I definitely agree that teachers in many areas are underpaid, but I think a single nationwide minimum wage for teachers is a bad idea. There is just way too much variability in cost of living between different locales for a single amount to make sense. Would much rather it be based on some localizable metric, e.g. X times the median apartment rent or some such (don't want to get caught up on the details, other than to say it should take some form of regional COLA into consideration).
See this is something I wish people would understand more when talking about economics things like a federal minimum wage in a place like NYC or Cali may not sound like much but in rural Missouri or Arkansas that could bankrupt most of the businesses overnight.
If only we divided the country into geographical areas that could each be responsible for administering their own issues for the most part, so they would have a better understanding of the costs and tradeoffs, and be able to live they way they want without enforcing their way of life on people halfway across the country, and instead of the people in a few big cities and Washington DC ruling everyone from afar each regional area could be self governed.
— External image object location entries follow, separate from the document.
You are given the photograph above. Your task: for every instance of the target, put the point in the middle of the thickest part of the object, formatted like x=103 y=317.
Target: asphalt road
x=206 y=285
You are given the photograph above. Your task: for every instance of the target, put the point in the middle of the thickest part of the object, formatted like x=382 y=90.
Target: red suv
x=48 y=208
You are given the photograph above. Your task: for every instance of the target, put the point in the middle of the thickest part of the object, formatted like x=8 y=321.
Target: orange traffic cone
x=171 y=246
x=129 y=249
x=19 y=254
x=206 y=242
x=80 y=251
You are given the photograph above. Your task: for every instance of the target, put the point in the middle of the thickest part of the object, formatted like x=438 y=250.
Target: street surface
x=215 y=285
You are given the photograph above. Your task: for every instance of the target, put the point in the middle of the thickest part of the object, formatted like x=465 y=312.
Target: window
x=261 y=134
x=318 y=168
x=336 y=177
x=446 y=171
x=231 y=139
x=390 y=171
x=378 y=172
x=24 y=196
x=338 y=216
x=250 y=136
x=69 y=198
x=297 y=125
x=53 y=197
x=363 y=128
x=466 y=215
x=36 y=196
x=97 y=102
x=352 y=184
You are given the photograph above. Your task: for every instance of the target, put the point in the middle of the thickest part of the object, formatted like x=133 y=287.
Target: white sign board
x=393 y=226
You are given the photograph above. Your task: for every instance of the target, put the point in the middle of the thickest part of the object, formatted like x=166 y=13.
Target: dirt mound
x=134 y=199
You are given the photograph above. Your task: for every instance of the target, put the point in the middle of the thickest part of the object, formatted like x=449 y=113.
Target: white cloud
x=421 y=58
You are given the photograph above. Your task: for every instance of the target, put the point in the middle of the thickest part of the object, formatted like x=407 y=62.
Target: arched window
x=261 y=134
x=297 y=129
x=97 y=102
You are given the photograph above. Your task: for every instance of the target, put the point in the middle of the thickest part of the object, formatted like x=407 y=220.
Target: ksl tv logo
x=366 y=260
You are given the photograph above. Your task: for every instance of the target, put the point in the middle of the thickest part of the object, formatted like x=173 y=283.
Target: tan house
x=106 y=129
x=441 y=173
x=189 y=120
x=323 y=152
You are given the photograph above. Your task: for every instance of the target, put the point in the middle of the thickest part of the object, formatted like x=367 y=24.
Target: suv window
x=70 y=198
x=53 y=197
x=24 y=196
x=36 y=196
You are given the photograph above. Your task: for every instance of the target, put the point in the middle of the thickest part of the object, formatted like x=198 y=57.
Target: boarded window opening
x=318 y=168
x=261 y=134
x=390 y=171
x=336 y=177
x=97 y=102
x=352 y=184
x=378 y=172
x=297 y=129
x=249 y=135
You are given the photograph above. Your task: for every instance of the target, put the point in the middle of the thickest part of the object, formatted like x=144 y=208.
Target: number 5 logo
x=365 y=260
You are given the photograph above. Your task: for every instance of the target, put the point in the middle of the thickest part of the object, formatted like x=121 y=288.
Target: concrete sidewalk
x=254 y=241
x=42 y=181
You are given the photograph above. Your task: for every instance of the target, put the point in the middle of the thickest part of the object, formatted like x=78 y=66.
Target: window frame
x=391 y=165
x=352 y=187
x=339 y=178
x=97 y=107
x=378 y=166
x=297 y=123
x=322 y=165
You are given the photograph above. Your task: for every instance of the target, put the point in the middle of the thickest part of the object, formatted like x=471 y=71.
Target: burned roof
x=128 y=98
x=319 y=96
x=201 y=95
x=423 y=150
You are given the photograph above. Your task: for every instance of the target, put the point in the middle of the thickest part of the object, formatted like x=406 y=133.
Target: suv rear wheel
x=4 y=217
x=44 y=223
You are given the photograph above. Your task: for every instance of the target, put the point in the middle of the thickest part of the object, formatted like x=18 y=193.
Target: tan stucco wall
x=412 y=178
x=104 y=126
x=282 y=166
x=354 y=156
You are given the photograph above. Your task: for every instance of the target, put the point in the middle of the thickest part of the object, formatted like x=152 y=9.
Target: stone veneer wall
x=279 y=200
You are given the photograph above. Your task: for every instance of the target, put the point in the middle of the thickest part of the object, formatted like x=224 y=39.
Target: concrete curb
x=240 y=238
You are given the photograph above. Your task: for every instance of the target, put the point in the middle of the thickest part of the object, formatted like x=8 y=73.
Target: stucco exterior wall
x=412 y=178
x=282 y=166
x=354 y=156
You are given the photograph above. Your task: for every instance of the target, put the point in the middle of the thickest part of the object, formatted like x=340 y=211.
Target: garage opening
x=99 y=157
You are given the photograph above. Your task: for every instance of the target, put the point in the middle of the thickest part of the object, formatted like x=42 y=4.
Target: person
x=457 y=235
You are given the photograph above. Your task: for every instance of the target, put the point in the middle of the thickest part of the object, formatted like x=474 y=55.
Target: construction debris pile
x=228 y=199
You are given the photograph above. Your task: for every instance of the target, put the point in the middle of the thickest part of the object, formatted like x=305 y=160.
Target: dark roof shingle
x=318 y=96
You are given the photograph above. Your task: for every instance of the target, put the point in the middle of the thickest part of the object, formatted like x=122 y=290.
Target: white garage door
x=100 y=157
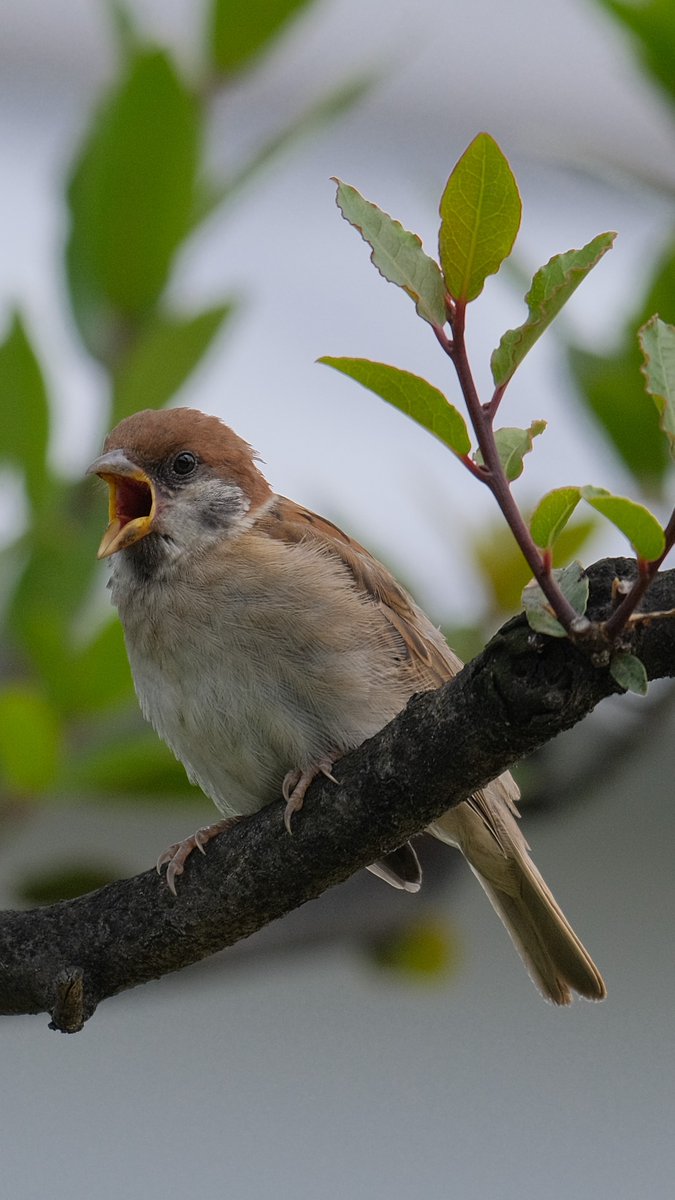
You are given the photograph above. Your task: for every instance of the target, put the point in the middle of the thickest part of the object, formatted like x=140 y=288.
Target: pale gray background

Oh well that sounds like nonsense anyway after all the same things that are good for NJ are obviously the way things should be run in Montana .
I don't see why this couldn't be done on a smaller (state or county) level instead. If someone starts offering an attractive starting salary and that leads to better educational outcomes you would expect others to follow (at least make it easy to campaign on it).
Edit: And obviously adjust the salary to match local conditions as you point out.